Yet there is a danger that these reforms will be enacted rashly and in a spirit of ideological zeal rather than pragmatism. One of the most extensive attempts to utilise private-sector know-how for public-sector projects has been the Private Finance Initiative. These complex financial arrangements have turned out to be a very bad deal for taxpayers. And as George Osborne discovered (when he was told by the company managing the Treasury refurbishment PFI that ordering a Christmas tree would cost £900), the malign repercussions are still being felt. Contracts should be carefully drawn to prevent private firms, lawyers and financiers enriching themselves at public expense.

There need to be strong safeguards over the quality of services, too. Most departmental budgets are under extreme pressure thanks to the Government's determination to wipe out the structural deficit over the course of a single Parliament.

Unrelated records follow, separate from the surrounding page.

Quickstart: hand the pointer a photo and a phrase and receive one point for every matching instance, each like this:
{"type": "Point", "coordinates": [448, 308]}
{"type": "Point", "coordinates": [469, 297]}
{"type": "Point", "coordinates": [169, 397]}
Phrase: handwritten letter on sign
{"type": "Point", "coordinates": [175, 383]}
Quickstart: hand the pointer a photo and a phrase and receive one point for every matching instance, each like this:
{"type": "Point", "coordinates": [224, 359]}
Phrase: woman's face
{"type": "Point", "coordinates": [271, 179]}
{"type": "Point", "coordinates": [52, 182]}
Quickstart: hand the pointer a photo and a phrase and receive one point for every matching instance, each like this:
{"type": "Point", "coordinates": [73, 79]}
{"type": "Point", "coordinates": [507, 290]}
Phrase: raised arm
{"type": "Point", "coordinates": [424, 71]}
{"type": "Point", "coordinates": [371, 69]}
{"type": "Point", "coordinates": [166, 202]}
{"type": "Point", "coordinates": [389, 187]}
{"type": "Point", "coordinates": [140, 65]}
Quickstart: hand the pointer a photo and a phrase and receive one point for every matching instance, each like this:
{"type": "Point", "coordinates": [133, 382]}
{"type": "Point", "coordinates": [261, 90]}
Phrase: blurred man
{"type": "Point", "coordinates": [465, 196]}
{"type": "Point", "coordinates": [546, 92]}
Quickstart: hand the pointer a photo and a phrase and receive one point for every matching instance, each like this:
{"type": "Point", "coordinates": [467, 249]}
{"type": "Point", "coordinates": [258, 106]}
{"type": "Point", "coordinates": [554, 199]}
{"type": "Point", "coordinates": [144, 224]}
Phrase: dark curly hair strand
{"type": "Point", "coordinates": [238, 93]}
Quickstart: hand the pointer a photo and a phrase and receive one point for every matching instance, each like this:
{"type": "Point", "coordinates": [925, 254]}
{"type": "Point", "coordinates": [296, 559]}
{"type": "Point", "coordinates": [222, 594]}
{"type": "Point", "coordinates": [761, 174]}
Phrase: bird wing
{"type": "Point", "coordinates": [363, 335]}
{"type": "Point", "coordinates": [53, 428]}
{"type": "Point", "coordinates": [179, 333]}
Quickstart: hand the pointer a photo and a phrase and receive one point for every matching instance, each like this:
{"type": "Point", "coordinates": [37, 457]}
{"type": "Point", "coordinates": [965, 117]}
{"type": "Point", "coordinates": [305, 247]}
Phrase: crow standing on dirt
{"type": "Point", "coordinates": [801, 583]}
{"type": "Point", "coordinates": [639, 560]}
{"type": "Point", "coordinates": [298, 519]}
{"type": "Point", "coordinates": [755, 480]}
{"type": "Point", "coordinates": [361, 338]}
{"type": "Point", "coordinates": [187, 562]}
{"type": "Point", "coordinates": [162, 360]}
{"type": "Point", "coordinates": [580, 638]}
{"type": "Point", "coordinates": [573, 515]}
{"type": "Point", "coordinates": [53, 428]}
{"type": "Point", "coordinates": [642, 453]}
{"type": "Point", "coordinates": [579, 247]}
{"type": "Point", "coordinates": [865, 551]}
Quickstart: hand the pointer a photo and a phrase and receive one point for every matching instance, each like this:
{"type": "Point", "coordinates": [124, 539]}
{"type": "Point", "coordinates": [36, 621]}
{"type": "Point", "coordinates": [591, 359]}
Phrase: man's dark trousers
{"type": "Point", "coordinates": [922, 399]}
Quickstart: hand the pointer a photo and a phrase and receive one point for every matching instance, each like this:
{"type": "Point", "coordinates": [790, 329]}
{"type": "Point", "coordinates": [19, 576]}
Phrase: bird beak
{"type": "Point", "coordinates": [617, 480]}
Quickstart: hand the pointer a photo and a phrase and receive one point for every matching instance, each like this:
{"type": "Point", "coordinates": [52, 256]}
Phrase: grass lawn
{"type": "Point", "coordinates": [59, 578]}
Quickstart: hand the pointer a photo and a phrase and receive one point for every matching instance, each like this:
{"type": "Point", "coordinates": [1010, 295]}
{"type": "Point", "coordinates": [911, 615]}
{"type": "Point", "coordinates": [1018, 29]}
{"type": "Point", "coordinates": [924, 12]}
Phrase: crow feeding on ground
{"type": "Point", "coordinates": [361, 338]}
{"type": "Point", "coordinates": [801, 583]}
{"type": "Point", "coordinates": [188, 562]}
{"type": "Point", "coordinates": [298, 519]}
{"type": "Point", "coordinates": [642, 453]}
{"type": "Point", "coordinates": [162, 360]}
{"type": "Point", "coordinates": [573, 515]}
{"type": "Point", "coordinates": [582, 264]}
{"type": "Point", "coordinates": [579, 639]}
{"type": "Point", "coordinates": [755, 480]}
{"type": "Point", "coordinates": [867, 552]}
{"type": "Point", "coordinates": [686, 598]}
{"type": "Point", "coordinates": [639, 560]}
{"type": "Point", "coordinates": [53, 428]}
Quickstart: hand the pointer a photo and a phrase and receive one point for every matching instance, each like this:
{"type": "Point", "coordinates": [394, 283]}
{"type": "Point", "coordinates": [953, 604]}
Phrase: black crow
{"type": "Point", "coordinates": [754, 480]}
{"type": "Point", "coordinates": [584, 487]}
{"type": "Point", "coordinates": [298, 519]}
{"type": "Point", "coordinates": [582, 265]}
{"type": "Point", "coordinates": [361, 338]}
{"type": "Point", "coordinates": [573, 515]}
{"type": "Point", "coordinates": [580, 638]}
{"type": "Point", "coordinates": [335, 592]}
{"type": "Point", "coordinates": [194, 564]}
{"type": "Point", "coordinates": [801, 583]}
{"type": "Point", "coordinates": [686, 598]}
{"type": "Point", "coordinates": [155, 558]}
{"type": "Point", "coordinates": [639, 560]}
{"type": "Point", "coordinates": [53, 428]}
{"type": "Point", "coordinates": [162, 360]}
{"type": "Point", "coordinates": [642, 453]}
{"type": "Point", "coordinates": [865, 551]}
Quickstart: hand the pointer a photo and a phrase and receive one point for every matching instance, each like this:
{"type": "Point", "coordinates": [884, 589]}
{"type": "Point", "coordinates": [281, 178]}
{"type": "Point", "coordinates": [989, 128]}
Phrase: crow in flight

The danger is that reform, combined with severe spending cuts, will end up delivering sub-standard services and discrediting the principle of reform in the public mind.

There is good reason to believe that bringing in private-sector expertise to the public sector would deliver better value for taxpayers eventually. But ministers should not regard it as a quick financial fix. History suggests that there will be upfront costs. One of the purposes of the PFI was to remove the cost of public investment projects from the official borrowing figures; hastily-drafted and short-sighted deals tend to be false economies.

Public-service reform is necessary. But if it is done without appropriate attention to detail, the results will most likely be disastrous. And if ministers regard it as a way of saving money in the immediate term they are heading for a fall. We await the details of the White Paper on public-service reform, expected in the coming weeks. But the fact that Mr Cameron has seized the banner of reform and presented it as a panacea, rather than a practical method of delivering better public services over time, does not bode well.